As the ad market for online changes, the pay one too is changing, the third reason why revenues are growing. Kesavan Kanchi Kandadai, CEO, Tangerine Digital, says, "In India, digital has been driven by the VAS (value-added services) market." He is right. For too long, telecom companies had a vice-like grip on the Rs 25,000 crore that users paid to download ringtones et al. Telcos keep 70-80 per cent of this money, leaving content producers and aggregators to share the rest. As profit margins come under pressure, both content companies (say T-Series or Star TV) and aggregators (Hungama or Zenga TV) have tried to create models that bypass the mobile operator and bring revenues back to them. The Rs 150-crore Zenga, a mobile TV operator that offers more than 100 channels such as Aaj Tak, DD News and others, is a profitable ad-supported venture. Hungama, which started as an aggregator, calls itself a publishing, development and distribution company for digital content. Saavn and Gaana.com have now become the de facto music sites for most Indians. YouTube claims to offer content companies the lion's share of revenues from advertising. Others offer their content to device manufacturers for a fixed fee to be embedded into tablets or phones. These alternate models ensure that pay revenues are spread more evenly with content makers and aggregators. This, in turn, incentivises them to create content meant for digital instead of treating it as an addendum to their main business.

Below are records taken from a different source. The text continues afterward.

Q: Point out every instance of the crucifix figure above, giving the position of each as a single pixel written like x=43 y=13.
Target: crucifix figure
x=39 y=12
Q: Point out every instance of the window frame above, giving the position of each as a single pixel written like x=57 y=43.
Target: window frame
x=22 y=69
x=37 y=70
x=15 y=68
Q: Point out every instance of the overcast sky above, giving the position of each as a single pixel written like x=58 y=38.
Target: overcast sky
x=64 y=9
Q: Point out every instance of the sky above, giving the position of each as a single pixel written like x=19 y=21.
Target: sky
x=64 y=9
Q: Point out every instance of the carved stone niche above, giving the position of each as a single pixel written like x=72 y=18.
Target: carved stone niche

This has meant changes in the ecosystem of the Rs 83,000-crore media and entertainment business. Hegde reckons that the global struggle between own versus aggregator platform is now beginning to play out in India. For instance, Zee, which was so far doing its own digital number, recently came on YouTube. T-Series too fought YouTube for a long time before joining in.

It is an indicator that marrying professional content creating capacity to an aggregators' ability to get audiences creates a winning formula. Netflix, for instance, spent $100 million on a new season of House of Cards, which was aired online earlier this year. In India, too, aggregators are moving slowly but surely towards becoming media companies themselves. Zenga, for instance, is now generating enough cash to commission its own shows meant only for the mobile phone and web. It hopes that a mainstream broadcaster will buy these. Humaramovie has already kick-started the production of one film and will do more to get a bigger topline. The middlemen or aggregators are now aspiring to become 'digital media brands' or 'new media companies', as Neeraj Roy, CEO, Hungama Digital Media, puts it.

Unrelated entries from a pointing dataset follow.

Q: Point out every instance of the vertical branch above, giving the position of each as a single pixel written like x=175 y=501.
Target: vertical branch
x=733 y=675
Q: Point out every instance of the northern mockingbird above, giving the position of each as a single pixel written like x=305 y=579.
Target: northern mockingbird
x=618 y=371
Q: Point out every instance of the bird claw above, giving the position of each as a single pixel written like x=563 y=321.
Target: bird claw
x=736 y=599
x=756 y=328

The big issues with this growth are strangely enough the same as those with the other media. One is metrics. "Consumers are combining social media to the old media like television. But in India, there is no way to analyse the effectiveness of advertising across media," says Alok Mittal, managing director, Canaan Partners.

Two, it is usual for advertisers to delay payments. However, unlike the Indian Broadcasting Federation or the Indian Newspaper Society, there is no industry body that stands up for digital media if advertisers do not pay on time. "No one messes with Google, Yahoo! and Microsoft and the IAMAI (Internet and Mobile Association of India) is toothless," says Nikhil Pahwa, founder and editor, medianama.com.

"While content is being consumed in Indian languages, lack of interface at both hardware and software levels does create an impediment for a large non-English-speaking population to adequately utilise video services including YouTube," says Sharma.

As the net becomes a mainstream media for entertainment, a la TV or radio, get ready to hear of more of what you do from those industries.